When you are tasting Armenian wines and you see the name Trinity, it doesn’t conjure up images of an Armenian winery. Sure, Armenia was the first Christian nation in the history of the world, but Trinity is very American (English) sounding and almost religious in nature. Then I eventually found out that while the winery was referred to as Trinity, it was really Trinity Canyon Vineyards and that sounds like it should be on the west coast of America, but there are in reality three holy mountains of Armenia, and the family that lived around the block from my Grandparents where my Father and his Brother and Sisters grew up knew the three sons of that family who were named for the three mountains; Ararat, Christopher and Masis, and that is how I was always able to remember the names of the mountains, not to mention, back when I was a kid, growing up in Detroit, the old lady that lived next door to us, went back to the old country once, and when she returned, she brought back a painting on velvet of the three mountains and that is in my house, stored away, back when velvet paintings was a world-wide rage.
Trinity Canyon Vineyards was founded in 2009 by three wine lovers and associated themselves with some winegrowers and winemakers in the Vayots Dzor Highlands, near the oldest established wine producing site in the world. The Executive Director at Trinity is Hovakim Saghatelyan is a civil engineer, a poet and an entrepreneur. Levon Hakobyan is the Vineyard Manager and his father also grew grapes before him, and has planted more than thirty hectares of vineyards and has acted as a consultant since 1981. The Winemaker is Artem Pareghyan who joined Trinity in 2013 and holds degrees in Oenology and Viticulture from France and Germany. They also have a Consultant Winemaker in Jean Luc Isnard, who with his wife have Domain Solence in Ventoux, France, as well as the Director of Organic Winegrowers of Rhone Valley.

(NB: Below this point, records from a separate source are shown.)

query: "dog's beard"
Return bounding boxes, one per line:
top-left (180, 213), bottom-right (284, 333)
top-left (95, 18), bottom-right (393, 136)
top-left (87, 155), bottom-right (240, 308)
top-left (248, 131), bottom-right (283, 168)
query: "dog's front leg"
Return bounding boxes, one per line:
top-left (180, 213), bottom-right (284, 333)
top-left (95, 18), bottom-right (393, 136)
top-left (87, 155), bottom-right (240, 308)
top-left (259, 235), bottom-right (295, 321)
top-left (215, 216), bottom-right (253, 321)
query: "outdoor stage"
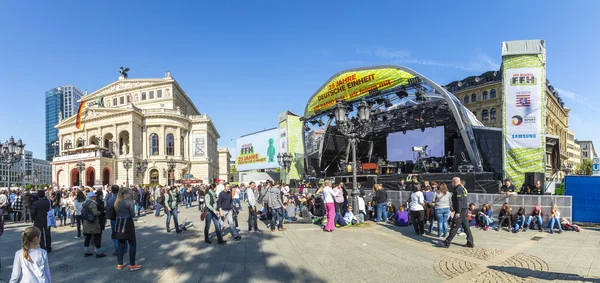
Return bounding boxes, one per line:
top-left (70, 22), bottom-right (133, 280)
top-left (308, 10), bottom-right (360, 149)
top-left (333, 172), bottom-right (502, 194)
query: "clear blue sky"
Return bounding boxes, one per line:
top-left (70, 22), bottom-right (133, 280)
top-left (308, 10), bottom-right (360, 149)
top-left (0, 0), bottom-right (600, 158)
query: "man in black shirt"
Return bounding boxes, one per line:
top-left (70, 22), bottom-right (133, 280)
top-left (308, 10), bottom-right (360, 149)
top-left (441, 177), bottom-right (475, 248)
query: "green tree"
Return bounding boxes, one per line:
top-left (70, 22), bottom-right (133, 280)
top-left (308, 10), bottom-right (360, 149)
top-left (577, 159), bottom-right (592, 175)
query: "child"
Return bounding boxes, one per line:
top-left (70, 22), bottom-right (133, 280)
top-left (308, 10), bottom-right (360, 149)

Trinity Canyon Vineyards had four wines represented at the tasting, and the winery actually has eleven wines on their web site. Alas, somehow, I only tasted two of the four wines that were present. The two wines that I missed were the Trinity Canyon Vineyards 6100 Rosé 2016 made from the Areni Noir grape and the Trinity Canyon Vineyards Areni Noir 2015. The first wine that I did find and have was the Trinity Canyons Vineyards 6100 Eh Reserve Areni Noir Vayots Dzor 2017. The wine underwent fermentation in Stainless Steel and then was aged for fourteen months in Caucasian Oak barrels. This was one of the first red wines that I enjoyed as there was some terroir and tannins and it gave me a reason to go get a couple more lamb chops to enjoy with the wine. The other red from them also caused me to get a few more lamb chops and this was the Trinity Canyon Vineyards Dukhov 2017, that was not on their website. Dukhov is one of the slogans of the Armenian Velvet Revolution, a peaceful Anti-Government Movement that raised hopes for a free election in the country. This wine was a blend of ten percent Areni Noir, sixty-five percent Kakhet and twenty-five percent Cabernet Sauvignon. While this wine was good, I preferred the 6100 Eh Reserve better.